Mortgage life insurance labelled “junk product”

by Jamie Henry08 Dec 2014
One of the country’s leading financial journalists is saying what many advisors have long believed about mortgage life insurance.

Rob Carrick, of the Globe and Mail, has labelled mortgage life insurance “a junk product.”

Mortgage life insurance was in the news this summer after Stoney Creek resident, Christopher Massa’s death. Massa’s mortgage and mortgage life insurance was with Scotiabank when he was diagnosed with lung cancer. After his death, the bank denied the claim on his $289,000 mortgage “because he was not eligible for insurance coverage based on his health condition.”

“Banks are hyperaggressive in selling this junk product, and some mortgage brokers are getting into the act,” Carrick writes.

Carrick thinks the situation the Massa family faced can be avoided. “Buying insurance to pay off your mortgage if you die is a great thing to do for your family. Just buy it from an insurance company with competitive rates on term life policies. The coverage will most likely be cheaper than a bank-sold policy, and you pick the beneficiary. If you buy coverage from a bank, it gets the money should you die unexpectedly and your family has no say in how it’s used.”

COMMENTS

  • by Kevin O'Brien CFP, CDFA 2014-12-16 4:11:24 PM

    Important point
    Many Canadians are carrying mortgage debt beyond their working years or are converting consumer debt to Lines of Credit. It's important to note that life insurance coverage is needed to cover these debt. When shopping for insurance to cover a mortgage, remember the insurance need may extend beyond the term of the mortgage. Many companies offer 20 year, 30 year and lifetime term insurance coverage.

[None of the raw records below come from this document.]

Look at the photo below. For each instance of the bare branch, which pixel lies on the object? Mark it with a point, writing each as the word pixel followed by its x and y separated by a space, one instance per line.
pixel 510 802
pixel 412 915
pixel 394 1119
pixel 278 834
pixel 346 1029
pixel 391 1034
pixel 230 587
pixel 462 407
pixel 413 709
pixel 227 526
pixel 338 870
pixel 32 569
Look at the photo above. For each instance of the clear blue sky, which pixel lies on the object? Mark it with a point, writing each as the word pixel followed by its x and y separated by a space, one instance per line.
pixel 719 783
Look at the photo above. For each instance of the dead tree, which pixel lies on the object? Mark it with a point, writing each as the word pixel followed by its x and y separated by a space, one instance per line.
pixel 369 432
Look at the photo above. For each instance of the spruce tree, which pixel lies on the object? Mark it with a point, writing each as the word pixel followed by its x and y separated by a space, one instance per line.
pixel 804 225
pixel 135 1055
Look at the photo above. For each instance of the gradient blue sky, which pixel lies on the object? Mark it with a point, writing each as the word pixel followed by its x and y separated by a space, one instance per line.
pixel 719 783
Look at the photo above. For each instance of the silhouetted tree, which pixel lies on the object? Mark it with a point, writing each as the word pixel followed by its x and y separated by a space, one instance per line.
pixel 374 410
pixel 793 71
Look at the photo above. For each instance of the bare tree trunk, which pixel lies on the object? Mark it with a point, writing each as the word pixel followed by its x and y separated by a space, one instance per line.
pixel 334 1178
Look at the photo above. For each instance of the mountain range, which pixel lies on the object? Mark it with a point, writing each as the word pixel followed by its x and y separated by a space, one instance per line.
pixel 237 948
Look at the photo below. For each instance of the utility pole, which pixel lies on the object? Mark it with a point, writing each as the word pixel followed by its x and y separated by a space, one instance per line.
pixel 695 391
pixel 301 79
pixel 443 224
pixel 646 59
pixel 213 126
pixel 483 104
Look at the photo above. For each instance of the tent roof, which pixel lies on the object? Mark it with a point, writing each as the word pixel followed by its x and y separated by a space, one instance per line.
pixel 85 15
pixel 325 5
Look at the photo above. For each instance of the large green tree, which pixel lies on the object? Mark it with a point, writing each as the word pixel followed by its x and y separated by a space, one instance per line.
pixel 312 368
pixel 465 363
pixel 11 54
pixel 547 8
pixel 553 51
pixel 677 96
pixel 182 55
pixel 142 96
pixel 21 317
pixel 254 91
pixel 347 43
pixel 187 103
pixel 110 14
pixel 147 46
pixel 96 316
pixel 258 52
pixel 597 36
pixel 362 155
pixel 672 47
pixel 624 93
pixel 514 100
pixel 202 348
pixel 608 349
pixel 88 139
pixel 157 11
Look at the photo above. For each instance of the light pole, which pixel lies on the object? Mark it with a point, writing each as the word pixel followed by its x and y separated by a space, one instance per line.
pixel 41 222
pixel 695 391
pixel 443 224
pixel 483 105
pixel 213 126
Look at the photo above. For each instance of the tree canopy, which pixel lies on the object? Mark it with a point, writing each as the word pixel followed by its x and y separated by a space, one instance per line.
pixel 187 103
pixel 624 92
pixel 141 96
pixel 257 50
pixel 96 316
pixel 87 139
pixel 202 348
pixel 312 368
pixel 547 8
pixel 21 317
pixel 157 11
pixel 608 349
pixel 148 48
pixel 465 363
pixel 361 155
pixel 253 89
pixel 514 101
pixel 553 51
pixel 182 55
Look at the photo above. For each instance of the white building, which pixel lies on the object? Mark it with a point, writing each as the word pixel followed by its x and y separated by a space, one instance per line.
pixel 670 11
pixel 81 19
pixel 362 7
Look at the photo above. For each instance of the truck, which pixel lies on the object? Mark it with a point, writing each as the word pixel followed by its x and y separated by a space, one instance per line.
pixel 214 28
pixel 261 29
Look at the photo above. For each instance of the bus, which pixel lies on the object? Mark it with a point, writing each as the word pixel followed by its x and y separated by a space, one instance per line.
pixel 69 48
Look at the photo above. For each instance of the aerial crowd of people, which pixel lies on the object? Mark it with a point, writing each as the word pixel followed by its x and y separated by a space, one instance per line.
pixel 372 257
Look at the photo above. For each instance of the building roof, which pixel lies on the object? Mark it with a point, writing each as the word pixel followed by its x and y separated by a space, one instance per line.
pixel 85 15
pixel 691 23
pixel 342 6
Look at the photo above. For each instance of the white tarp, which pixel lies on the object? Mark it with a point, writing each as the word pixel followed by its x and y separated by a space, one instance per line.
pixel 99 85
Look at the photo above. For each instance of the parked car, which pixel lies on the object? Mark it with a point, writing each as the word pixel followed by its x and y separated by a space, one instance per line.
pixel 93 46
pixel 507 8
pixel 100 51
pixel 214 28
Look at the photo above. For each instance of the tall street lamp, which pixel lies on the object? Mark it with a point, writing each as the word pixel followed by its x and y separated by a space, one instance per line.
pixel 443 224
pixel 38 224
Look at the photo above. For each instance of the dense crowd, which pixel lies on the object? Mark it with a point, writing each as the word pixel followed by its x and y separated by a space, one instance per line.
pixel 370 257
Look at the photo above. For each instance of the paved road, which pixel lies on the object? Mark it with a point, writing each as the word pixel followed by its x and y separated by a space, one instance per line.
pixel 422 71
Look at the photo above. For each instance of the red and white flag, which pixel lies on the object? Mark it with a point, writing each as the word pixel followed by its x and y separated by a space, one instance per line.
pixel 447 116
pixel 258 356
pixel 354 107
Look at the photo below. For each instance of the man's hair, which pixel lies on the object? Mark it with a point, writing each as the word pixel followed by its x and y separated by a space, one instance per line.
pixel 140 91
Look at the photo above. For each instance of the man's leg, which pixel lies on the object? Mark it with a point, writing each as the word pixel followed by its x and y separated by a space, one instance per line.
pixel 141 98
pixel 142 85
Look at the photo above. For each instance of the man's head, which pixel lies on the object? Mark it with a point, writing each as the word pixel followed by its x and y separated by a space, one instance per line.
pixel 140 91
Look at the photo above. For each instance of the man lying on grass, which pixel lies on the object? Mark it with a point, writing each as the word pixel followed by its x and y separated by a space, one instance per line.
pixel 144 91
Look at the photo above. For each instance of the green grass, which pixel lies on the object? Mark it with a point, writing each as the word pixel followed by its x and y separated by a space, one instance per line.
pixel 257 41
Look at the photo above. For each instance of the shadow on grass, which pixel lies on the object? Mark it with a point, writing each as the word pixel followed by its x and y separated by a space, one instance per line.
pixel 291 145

  • by C. Edwin Chung CFP 2015-01-11 2:58:11 PM

    As a Certified Financial Planner, I tell people that the need for insurance never dies! When we are young life insurance is least expensive, but to many wait until they marry or buy a home before they realize the need for life insurance. Now the cost is much higher than if it was purchased before needed. Looking at life's necessities, life insurance is one of them and when bought early it can often be used as collateral. Once your house is paid for, you might have some other debt that needs to be addressed (capital gains/taxes) where insurance will be of benefit!

  • by DWayne 2015-01-15 12:59:50 PM

    You do not need insurance all your life, you only needed it while you have debt/dependents! Get Term, stay away from Cash Value-Permanent Insurance (Whole Life, Universal Life, Term to 100) as those products only benefit the agent as they get 8-10 times the commission then providing term for their clients. Get term, and the money you save invest! Would you rather have insurance or a big chunk of cash?